The script generate_example_data.sh will download the example data into a folder example_data/ and generate a file sample_sheet.txt for running SPLASH. This script requires the SRA toolkit to be installed. See https://github.com/ncbi/sra-tools/wiki/02.-Installing-SRA-Toolkit for more details. *Note: There may be a conflict between the python version installed in the snakemake conda environment and the python version these tools require in which case use a different version of python, probably one local to your machine, for this step.
The script run_splash_example.sh will run SPLASH on the example data (provided SPLASH has been installed and the path to the binaries has been set correctly in the script). After running SPLASH, you can modify the dataset_table.csv file to point to the location of the SPLASH output folder and the metadata file resources/metadata/H5N1_example_metadata.csv. You can then run FLASH using Snakemake as described above.
In principal FLASH has been written to run on any data with sturctured phenotype/metadata labels provided. However, there are some caveats to this.
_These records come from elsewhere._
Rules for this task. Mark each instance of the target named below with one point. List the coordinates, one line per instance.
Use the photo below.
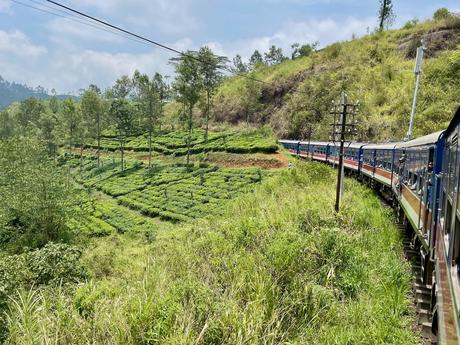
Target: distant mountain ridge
(14, 92)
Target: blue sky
(41, 49)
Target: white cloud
(63, 30)
(5, 6)
(325, 31)
(167, 16)
(68, 67)
(17, 43)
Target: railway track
(422, 293)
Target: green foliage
(376, 70)
(36, 197)
(441, 14)
(173, 143)
(286, 269)
(55, 264)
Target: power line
(118, 28)
(75, 19)
(86, 19)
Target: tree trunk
(189, 140)
(383, 10)
(81, 157)
(122, 156)
(98, 141)
(150, 147)
(207, 118)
The FLASH paramaters are built to only include metadata categories from a metadata file with >= 28 samples in the smallest class of a metadata category. This means that only datasets with exactly 56 samples (that are evenly split into 28 and 28 will pass the adelie step of the pipeline.
This can be changed by adjusting the paramater min_samples_adelie in the extended_options section of the config.yml file. The default number was chosen after extensive testing in many datasets but feel free to experiment with smaller datasets. It is possilbe the the unsupervised clustering mode will still work for smaller amounts of data.
If SPLASH does not provide a good insight into the structure encoded in your set of samples, it will not provide many anchors with hgih effect size. Because we use a default of 0.6 to filter for high effect size anchors, this could mean too few anchors enter into the analysis in the first place. This can be dropped in the config.yaml by adjusting the effect_size_cutoff praramter under extended_options.